廣田 ええ、多数決。うちの社員が誰を選ぶかです。例えば、三重のサティスでもう一回、いちから選挙したとしても、満場一致で小林になります。みんながこの人に預けたいと思う、それが社長の条件です。インプロビックのみんながもし選挙で社長を選んだら、誰になると思いますか?
網倉かな(笑)
加井 いや、平社長でしょう。
廣田 平先生のほかに考えられないでしょう。これが社長の条件です。先生という船にみんなが乗るんですよ。
加井 なるほど。平先生は、事業を任せるという点については、どういった考えを持っていらっしゃいますか?
私は考えずに任せるところがあって、最初からあんまり期待していないね。うまくいけばそれでいいし、だめだったら仕方ないっていうのが、私の考え方かな。チャンスは与えるけど、それに乗っかるかどうかは、その人の力量や考え方次第。ただ何をするにしても、やっぱり熱意が大事だね。眼が死んでるやつには何も頼めないし。

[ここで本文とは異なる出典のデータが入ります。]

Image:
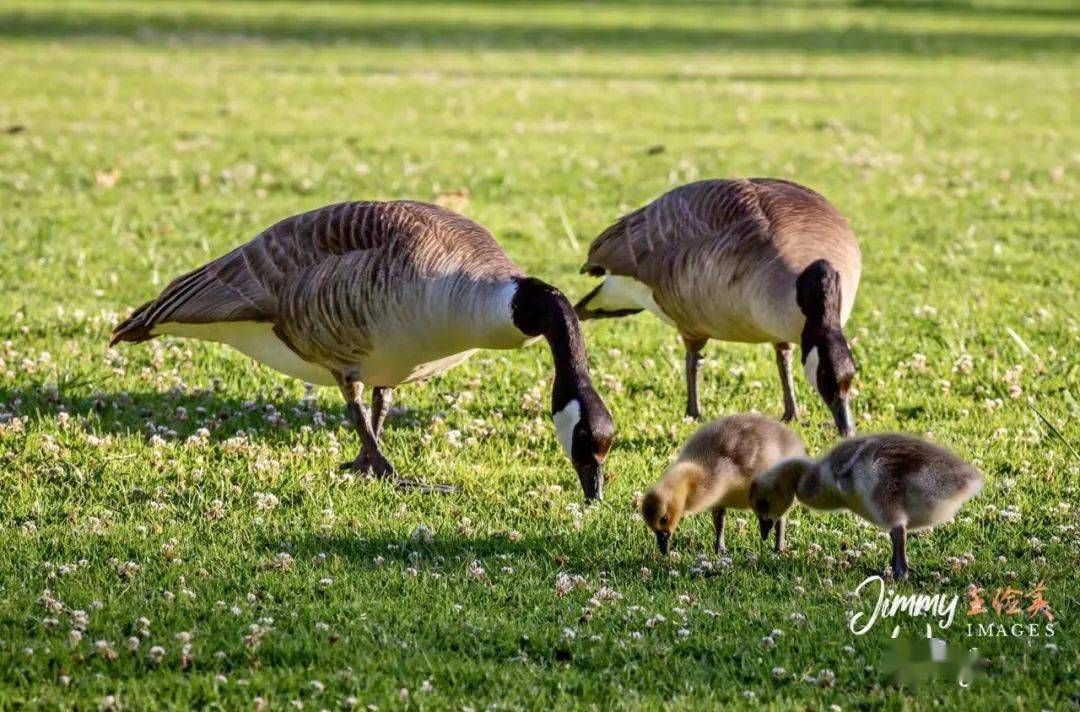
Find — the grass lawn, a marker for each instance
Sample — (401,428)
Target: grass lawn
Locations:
(178,483)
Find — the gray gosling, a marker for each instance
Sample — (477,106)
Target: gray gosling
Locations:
(714,471)
(899,483)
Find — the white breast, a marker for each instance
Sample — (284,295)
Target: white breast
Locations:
(257,340)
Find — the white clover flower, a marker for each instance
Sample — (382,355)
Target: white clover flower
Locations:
(266,501)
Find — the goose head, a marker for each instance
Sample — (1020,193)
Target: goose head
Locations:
(772,492)
(826,357)
(584,430)
(582,421)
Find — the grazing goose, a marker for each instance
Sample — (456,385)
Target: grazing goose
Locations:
(899,483)
(739,260)
(714,471)
(380,294)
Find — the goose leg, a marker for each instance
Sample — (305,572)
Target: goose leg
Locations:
(784,352)
(693,348)
(369,459)
(381,398)
(719,515)
(899,536)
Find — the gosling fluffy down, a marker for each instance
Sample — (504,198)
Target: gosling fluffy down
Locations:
(714,471)
(900,483)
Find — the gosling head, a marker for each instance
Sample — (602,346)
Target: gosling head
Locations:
(664,505)
(826,357)
(772,492)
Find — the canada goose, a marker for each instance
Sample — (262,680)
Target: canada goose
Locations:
(739,260)
(714,471)
(899,483)
(380,294)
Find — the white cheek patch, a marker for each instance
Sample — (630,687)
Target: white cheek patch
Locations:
(566,420)
(810,367)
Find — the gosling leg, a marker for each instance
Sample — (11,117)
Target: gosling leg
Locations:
(899,536)
(719,515)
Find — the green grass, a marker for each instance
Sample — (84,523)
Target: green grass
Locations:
(144,138)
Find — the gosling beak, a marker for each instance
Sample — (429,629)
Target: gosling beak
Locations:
(841,413)
(591,475)
(766,525)
(664,541)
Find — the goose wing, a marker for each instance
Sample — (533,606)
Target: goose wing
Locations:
(251,282)
(714,218)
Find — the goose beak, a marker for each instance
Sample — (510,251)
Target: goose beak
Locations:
(591,475)
(664,541)
(766,525)
(841,413)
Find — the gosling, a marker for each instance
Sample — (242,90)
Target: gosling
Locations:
(899,483)
(714,471)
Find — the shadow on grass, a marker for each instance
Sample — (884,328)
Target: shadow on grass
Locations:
(163,26)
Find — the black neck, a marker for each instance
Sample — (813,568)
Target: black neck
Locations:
(539,309)
(818,294)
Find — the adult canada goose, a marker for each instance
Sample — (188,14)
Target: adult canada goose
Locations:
(739,260)
(715,470)
(899,483)
(380,294)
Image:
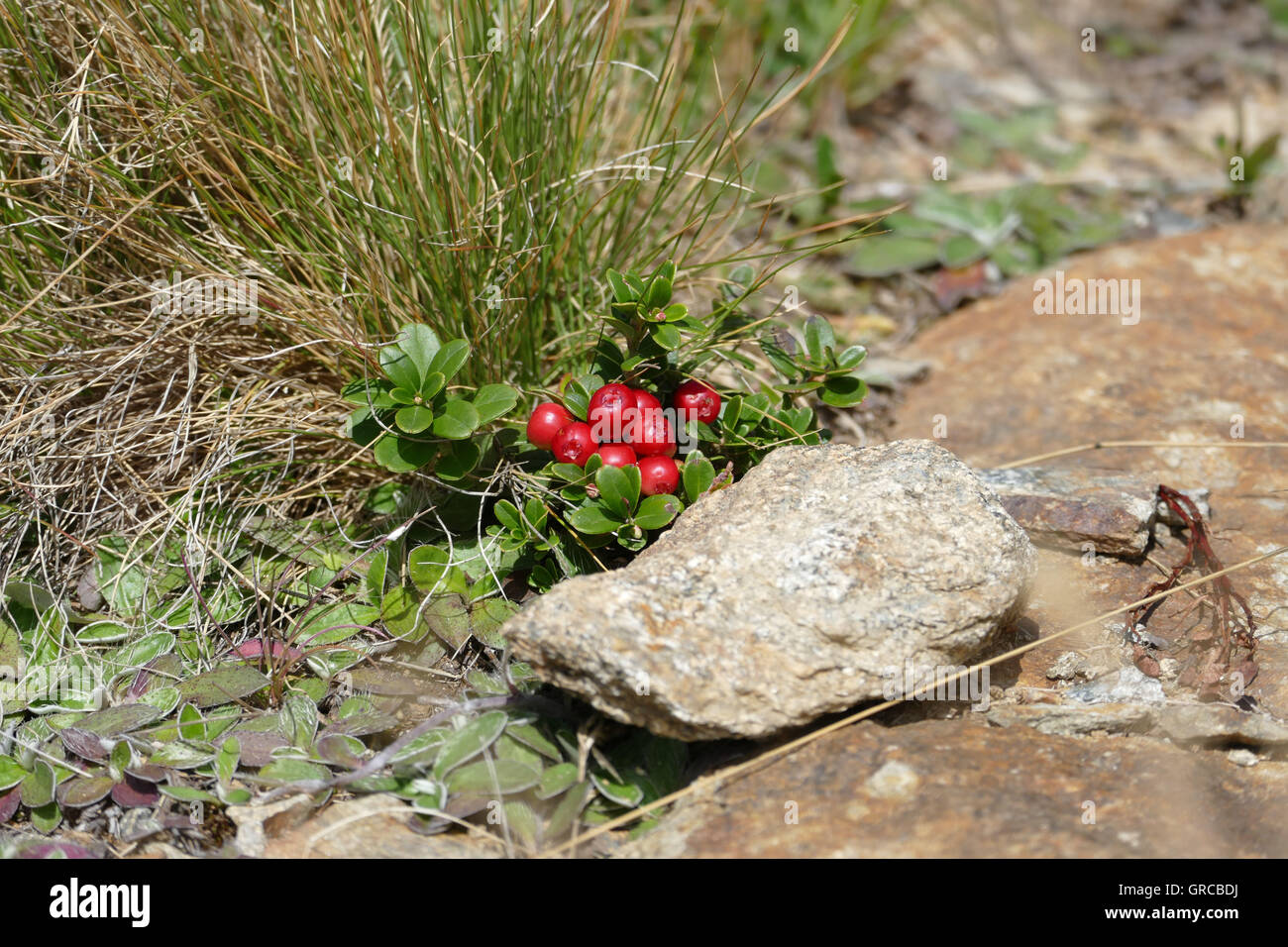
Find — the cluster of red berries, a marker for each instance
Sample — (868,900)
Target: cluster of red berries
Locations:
(626,427)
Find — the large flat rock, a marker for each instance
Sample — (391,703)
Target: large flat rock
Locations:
(958,789)
(793,594)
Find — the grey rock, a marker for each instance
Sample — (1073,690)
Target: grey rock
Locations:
(1068,508)
(1069,667)
(795,592)
(1074,720)
(1072,508)
(1216,723)
(1126,685)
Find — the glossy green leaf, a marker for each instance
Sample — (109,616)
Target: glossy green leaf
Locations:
(697,476)
(656,512)
(592,519)
(458,421)
(11,774)
(469,741)
(449,361)
(493,401)
(490,777)
(413,419)
(618,488)
(403,454)
(223,684)
(844,390)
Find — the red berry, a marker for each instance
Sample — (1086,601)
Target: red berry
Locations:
(697,401)
(617,455)
(651,432)
(658,475)
(546,421)
(606,408)
(574,444)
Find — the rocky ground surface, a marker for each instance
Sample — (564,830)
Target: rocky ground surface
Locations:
(1065,750)
(1078,753)
(789,595)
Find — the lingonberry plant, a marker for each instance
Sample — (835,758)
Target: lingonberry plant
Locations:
(673,406)
(410,415)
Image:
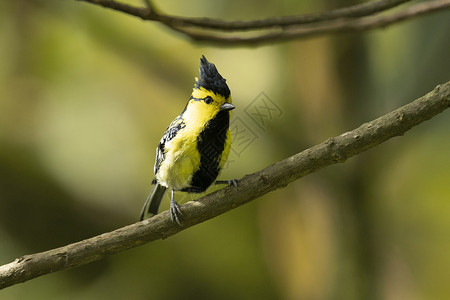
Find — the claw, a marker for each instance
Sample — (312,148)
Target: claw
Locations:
(175,210)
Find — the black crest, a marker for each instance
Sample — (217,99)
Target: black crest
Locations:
(210,78)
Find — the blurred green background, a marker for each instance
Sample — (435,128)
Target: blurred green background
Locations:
(86,93)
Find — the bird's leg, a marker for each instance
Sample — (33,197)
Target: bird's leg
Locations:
(175,210)
(228,182)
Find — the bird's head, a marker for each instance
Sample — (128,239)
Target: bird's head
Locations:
(210,95)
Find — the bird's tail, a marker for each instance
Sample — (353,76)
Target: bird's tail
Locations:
(153,201)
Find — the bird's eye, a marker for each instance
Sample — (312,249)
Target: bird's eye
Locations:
(208,100)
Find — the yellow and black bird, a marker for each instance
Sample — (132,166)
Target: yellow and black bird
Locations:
(196,144)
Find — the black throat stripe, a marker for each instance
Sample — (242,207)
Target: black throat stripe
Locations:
(210,144)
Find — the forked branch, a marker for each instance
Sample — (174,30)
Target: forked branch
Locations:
(359,17)
(252,186)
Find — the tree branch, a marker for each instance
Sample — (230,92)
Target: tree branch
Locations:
(354,18)
(278,175)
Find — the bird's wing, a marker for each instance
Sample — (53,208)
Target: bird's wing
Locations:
(176,125)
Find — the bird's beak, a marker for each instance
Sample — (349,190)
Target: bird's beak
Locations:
(227,107)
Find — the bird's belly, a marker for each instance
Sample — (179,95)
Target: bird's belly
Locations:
(182,161)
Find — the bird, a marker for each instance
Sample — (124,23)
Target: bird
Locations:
(196,145)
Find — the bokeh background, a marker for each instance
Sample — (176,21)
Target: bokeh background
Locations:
(86,93)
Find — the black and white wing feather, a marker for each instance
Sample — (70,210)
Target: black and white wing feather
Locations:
(176,125)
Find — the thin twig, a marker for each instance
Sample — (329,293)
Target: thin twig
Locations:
(313,30)
(350,19)
(278,175)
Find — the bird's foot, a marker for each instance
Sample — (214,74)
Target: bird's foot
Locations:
(175,211)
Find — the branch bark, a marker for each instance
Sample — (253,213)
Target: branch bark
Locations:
(275,176)
(354,18)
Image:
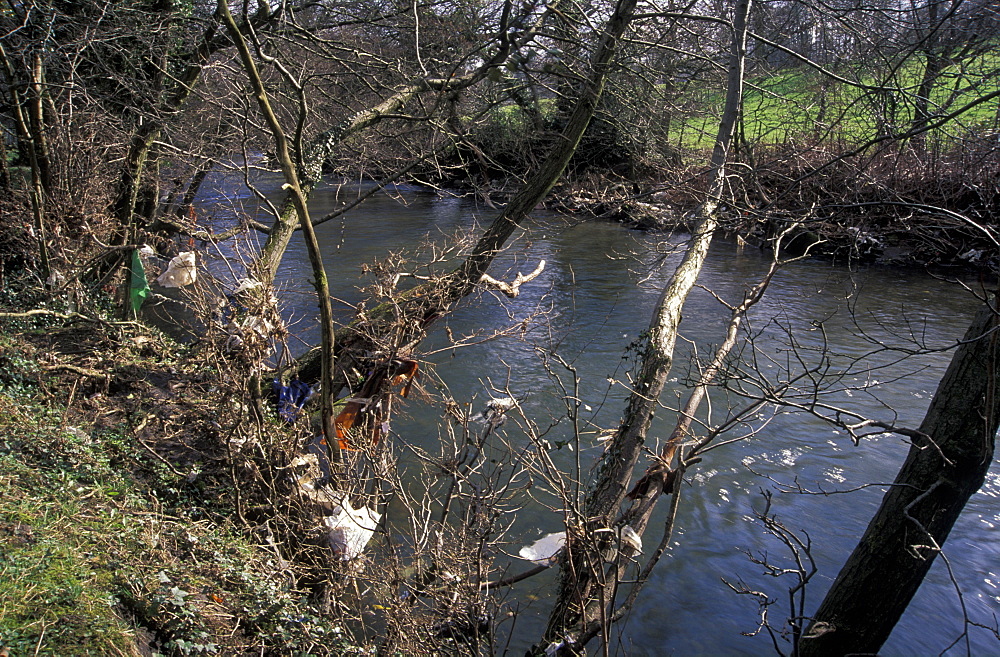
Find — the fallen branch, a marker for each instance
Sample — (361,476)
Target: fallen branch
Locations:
(513,289)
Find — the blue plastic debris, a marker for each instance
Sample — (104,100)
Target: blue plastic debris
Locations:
(291,398)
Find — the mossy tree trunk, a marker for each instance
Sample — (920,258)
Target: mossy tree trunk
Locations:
(946,464)
(585,601)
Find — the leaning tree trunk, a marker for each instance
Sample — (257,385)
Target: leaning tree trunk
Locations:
(584,588)
(946,464)
(412,311)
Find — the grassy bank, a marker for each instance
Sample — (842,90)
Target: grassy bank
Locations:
(119,531)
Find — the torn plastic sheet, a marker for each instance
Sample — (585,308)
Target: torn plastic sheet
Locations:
(545,550)
(291,398)
(180,271)
(351,529)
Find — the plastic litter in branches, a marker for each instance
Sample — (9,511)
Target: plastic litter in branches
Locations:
(291,398)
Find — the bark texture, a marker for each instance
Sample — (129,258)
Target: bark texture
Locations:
(940,474)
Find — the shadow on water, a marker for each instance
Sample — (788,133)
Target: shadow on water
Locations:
(593,300)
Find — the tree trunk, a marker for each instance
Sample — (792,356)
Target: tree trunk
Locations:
(414,310)
(585,588)
(940,474)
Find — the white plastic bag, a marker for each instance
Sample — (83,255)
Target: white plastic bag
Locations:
(545,550)
(181,271)
(351,529)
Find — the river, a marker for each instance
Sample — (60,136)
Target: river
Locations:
(595,296)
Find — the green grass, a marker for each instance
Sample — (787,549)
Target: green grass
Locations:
(105,551)
(799,105)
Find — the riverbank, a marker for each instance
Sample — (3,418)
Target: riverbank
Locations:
(121,526)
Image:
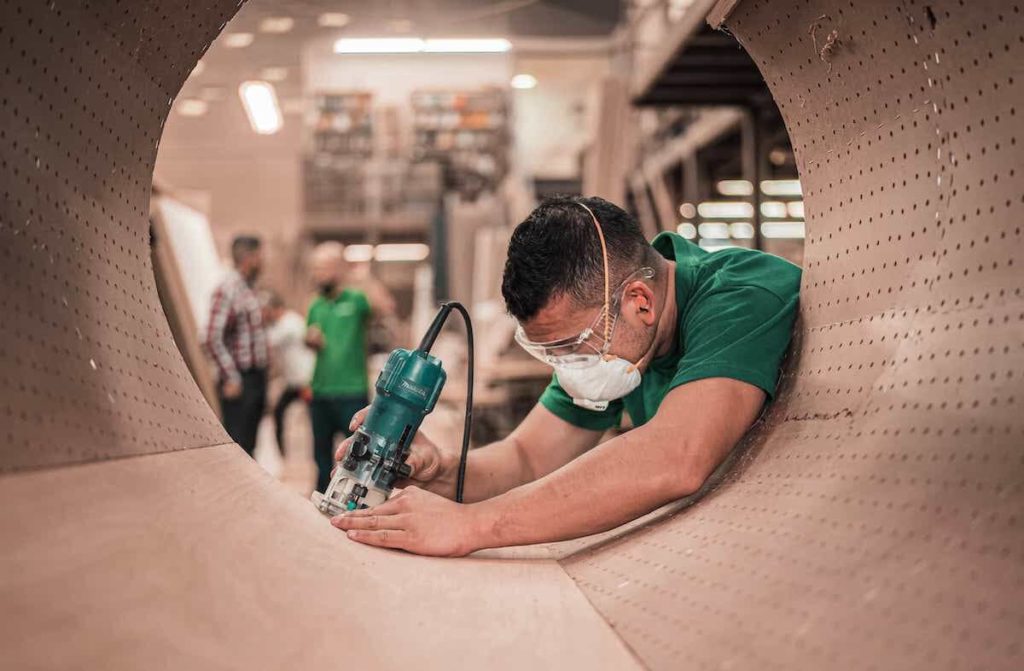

廣田 熱意があれば、スキルは後付けでもついてきますもんね。
加井 ありがとうございます。さて最後に、社員を上手く活かせてないと悩まれている経営者の方は多いと思いますが、「廣田流」人の育て方を教えて頂けますか、さっきのべたべたも一つあるかと思いますが。
廣田 それもそうなんですけど、漠然とした事で言うなら、「育てる方も大変やって分かってます?」ってことですね。選手とトレーナーってどっちが大変やと思います?トレーナーの方が大変なんです。選手は練習時間だけですけど、トレーナーは24時間考えていますから。
加井 教える方も真剣にならないといけないということですね。
廣田 そうです。人って簡単に育ちませんもん。常に考えて考えたうえで、育てることができてますかって。もし忙しかったり、そう言ったことが嫌いなら、教えるプロに任せればいいと思います。
加井 具体的に教えるとなると、どういったことを伝えられるんですか。
廣田 覚悟を持って、丁寧に教えることやと思います。教えるときって一言ではとても言えないことの方が多いですよね。うちの場合は、数字に変えて細かく丁寧に教えていきます。柔道でいうと黒帯レベルまで育てられるだけのノウハウは作っています。
加井 そこまで、細かく教え込むと言うことですね。
廣田 そうです。それは真剣に育てたいからなんですね。ボクシングのトレーナーは、自分の体調がどれだけ悪くても気にしませんが、選手が摂ったカロリーの量は気にします。ここまでやる覚悟を教える方が持ってますか?ということなんです。